Knowledge Distillation: A Free-teacher Framework Driven by Word-Vector
Download as PDF
DOI: 10.23977/CNCI2020023
Corresponding Author
Chuyi Zou
ABSTRACT
Knowledge distillation (KD) is an effective method to transferring knowledge from a larger teacher network to a small student network, in order to enhance the generalization ability of the small student network, which satisfies the low-memory and fast running requirements in practice. Existing KD methods often require a pre-trained teacher as a first step to discover useful knowledge, then subsequently transferring knowledge to student network. However, this procedure is a two training complex stages, requiring an expensive computational cost for a pre-trained teacher.

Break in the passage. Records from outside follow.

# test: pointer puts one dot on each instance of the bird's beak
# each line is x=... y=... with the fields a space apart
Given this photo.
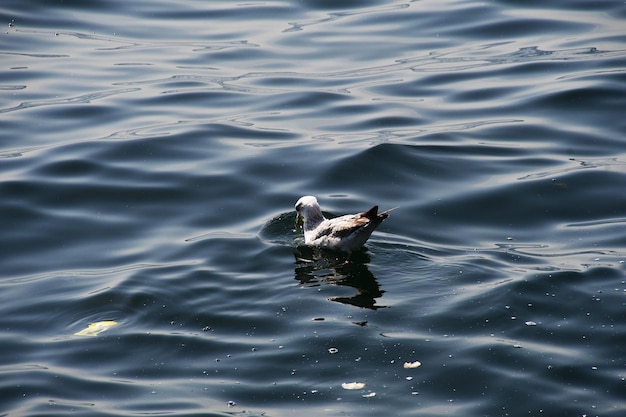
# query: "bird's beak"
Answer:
x=299 y=221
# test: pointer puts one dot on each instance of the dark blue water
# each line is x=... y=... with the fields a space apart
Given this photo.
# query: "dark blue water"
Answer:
x=151 y=153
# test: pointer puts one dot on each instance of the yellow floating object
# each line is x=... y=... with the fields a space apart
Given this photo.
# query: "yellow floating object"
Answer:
x=94 y=329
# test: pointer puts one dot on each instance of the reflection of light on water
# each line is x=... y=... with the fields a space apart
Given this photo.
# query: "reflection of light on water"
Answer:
x=314 y=267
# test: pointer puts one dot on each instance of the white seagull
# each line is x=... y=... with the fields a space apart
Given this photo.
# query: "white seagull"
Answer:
x=346 y=233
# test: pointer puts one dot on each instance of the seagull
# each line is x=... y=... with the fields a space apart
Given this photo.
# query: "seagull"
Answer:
x=346 y=233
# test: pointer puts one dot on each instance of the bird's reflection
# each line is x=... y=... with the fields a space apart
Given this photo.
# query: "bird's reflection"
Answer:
x=313 y=266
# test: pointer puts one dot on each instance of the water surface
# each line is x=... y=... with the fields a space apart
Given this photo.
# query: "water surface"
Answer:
x=151 y=154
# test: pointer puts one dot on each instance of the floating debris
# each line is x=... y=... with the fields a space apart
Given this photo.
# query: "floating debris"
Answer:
x=411 y=365
x=353 y=385
x=94 y=329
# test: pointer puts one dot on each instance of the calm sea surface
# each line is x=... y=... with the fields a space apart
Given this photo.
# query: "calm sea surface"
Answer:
x=151 y=153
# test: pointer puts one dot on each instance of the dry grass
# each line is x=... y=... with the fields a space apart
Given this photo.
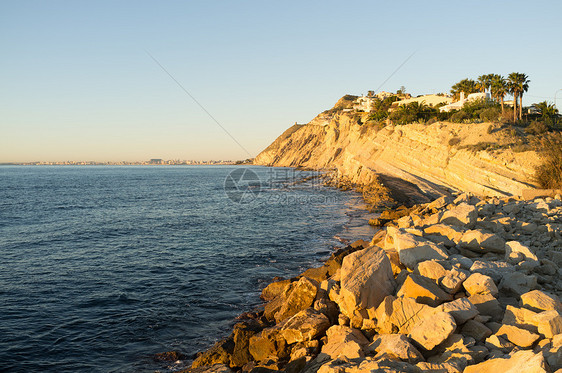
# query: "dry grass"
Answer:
x=549 y=174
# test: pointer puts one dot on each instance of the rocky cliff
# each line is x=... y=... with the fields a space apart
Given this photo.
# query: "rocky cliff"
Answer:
x=476 y=158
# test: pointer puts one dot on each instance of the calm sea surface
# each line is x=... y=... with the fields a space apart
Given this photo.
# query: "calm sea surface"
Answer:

In this paper, we propose a free-teacher framework driven by word-vector to address this limitation. By utilizing existing word vector packets (such as 'GoogleNews-vectors-negative300', etc.), we are committed to create a semantic similarity matrix. This matrix provides the additional soft label which is similar to conventional teacher model’s outputs, while does not require any extra training cost. Extensive evaluations show that our approach improve the generalization performance of a variety of deep neural networks competitive to alternative methods on two image classification datasets: CIFAR10 and CIFAR100, whilst not requiring extra expensive training cost.
KEYWORDS
Knowledge Distillation; Classification; Deep Learning